Le président de la République, Félix Tshisekedi, a ordonné au gouvernement d’accélérer la réforme de l’Inspection générale du travail (IGT), en mettant l’accent sur le renforcement de son autonomie administrative, la digitalisation de ses services, l’amélioration des conditions des inspecteurs et la mise en place d’une feuille de route assortie d’un calendrier précis.
La décision a été prise lors du 94ᵉ Conseil des ministres, au cours duquel le Chef de l’État a estimé que l’Inspection générale du travail ne disposait pas encore des moyens institutionnels, financiers et logistiques nécessaires pour remplir efficacement ses missions sur l’ensemble du territoire national.
Sous la coordination de la Première ministre Judith Suminwa, le ministre de l’Emploi et du Travail a été chargé, avec l’appui des ministères du Budget, de la Fonction publique et des Finances, de conduire cette réforme et de présenter rapidement un plan d’action au Conseil des ministres.

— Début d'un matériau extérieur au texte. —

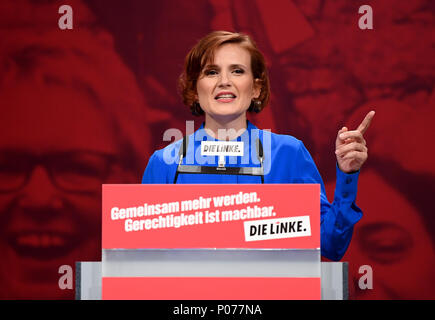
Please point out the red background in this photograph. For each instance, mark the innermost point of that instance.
(301, 200)
(109, 85)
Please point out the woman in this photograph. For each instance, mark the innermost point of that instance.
(225, 77)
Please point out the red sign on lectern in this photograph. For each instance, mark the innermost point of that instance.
(269, 216)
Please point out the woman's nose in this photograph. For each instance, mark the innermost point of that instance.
(224, 79)
(40, 190)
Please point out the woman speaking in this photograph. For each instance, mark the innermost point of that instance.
(225, 77)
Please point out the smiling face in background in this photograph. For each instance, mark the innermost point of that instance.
(50, 220)
(226, 86)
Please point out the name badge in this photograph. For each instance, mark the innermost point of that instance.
(222, 148)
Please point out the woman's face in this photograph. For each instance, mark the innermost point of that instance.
(226, 87)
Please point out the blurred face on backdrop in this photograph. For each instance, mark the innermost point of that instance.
(393, 240)
(226, 86)
(56, 149)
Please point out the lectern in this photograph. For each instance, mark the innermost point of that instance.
(211, 242)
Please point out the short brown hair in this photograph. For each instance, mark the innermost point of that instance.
(203, 52)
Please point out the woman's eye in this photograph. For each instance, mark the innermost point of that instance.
(211, 72)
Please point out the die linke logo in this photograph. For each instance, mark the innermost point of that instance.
(281, 228)
(222, 148)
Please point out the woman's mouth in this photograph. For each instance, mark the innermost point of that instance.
(41, 245)
(225, 97)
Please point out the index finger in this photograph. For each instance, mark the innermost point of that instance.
(366, 122)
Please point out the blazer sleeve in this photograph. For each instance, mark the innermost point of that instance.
(337, 219)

Parmi les mesures exigées figurent le renforcement de l’autonomie administrative de l’Inspection générale du travail, l’harmonisation de la rémunération des inspecteurs du travail, l’accélération de la digitalisation des services, le renforcement des capacités des inspecteurs ainsi que la création d’une base nationale des inspections destinée à améliorer le suivi des contrôles.
Le président de la République a également insisté sur la nécessité d’assurer l’application effective du cadre juridique régissant l’Inspection générale du travail afin de lui permettre d’exercer pleinement ses missions de contrôle du respect de la législation sociale et de protection des travailleurs.